Output: "Dr. Suresh Gupta cardiologist हैं। Emergency contact plus nine one nine eight seven six five four three two one zero है। Consultation fees rupees one thousand five hundred है।"

Input:  "Property value ₹2.5 crore है। Registration 31st March तक करना है।"
Output: "Property value rupees two point five crore है। Registration thirty first March तक करना है।"

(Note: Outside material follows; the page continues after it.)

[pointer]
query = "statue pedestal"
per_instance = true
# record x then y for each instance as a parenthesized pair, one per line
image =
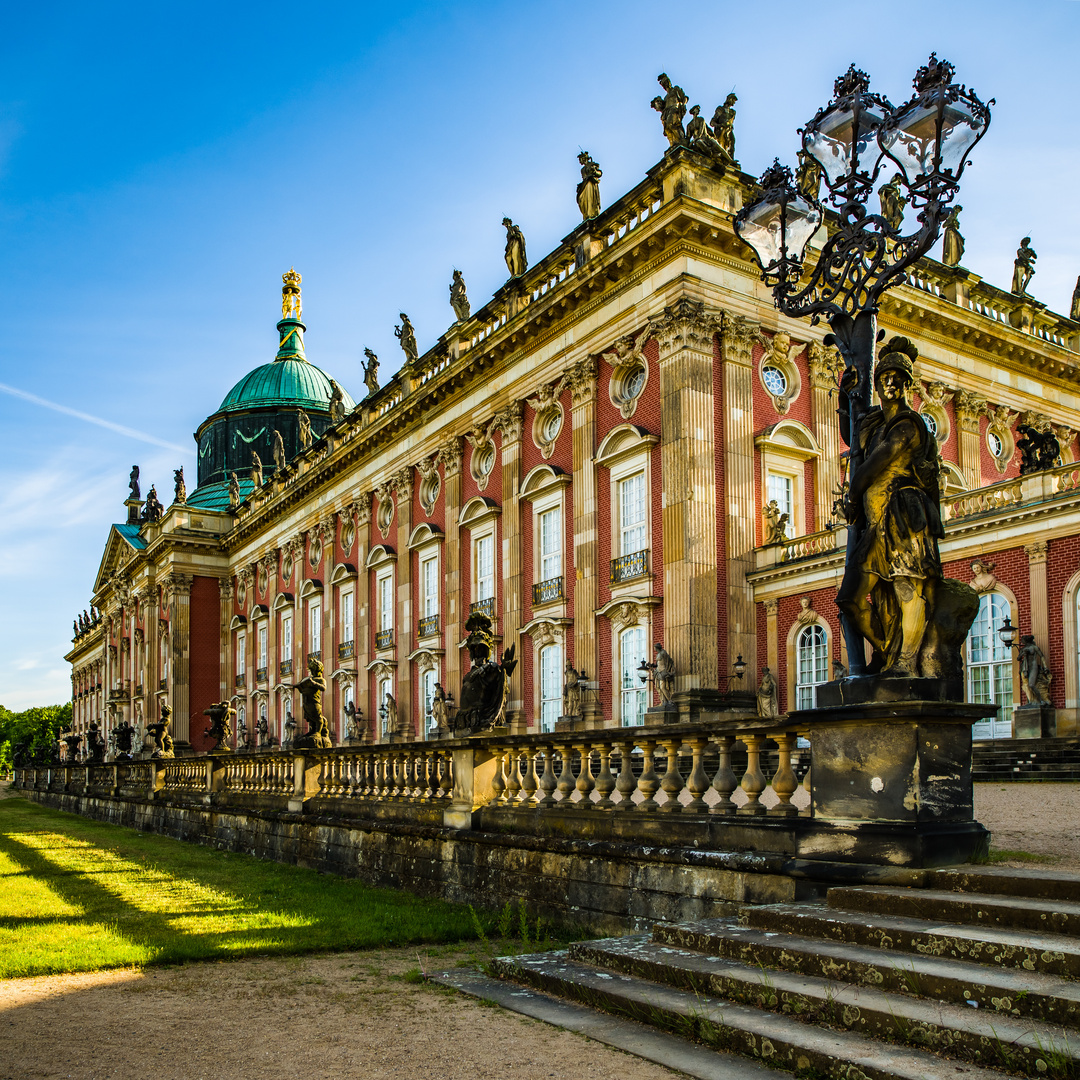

Input:  "Meeting 8:00 AM scheduled है। Success rate 95% है।"
Output: "Meeting eight o'clock AM scheduled है। Success rate ninety five percent है।"

File Structure

├── tts_text_normalizer.py    # Main normalizer class
├── example_usage.py          # Comprehensive examples
├── debug_test.py            # Debug and testing script
└── README.md               # This documentation

Customization

You can easily customize the normalizer by:

  1. Adding new abbreviations: Modify the abbreviations dictionary
  2. Changing number words: Update the ones, tens, and indian_units lists
  3. Adding new patterns: Extend the regex patterns in individual functions
  4. Custom units: Add new measurement units to the units dictionary

Error Handling

The normalizer includes robust error handling:

  • Invalid numbers fall back to original text
  • Malformed patterns are preserved as-is
  • File processing continues even if individual lines fail

Performance

  • Lightweight: Uses only Python standard library
  • Fast: Regex-based pattern matching
  • Memory efficient: Processes text line by line for files
  • Scalable: Handles large files through streaming

Perfect for TTS training data preparation with authentic Indian context and multilingual support!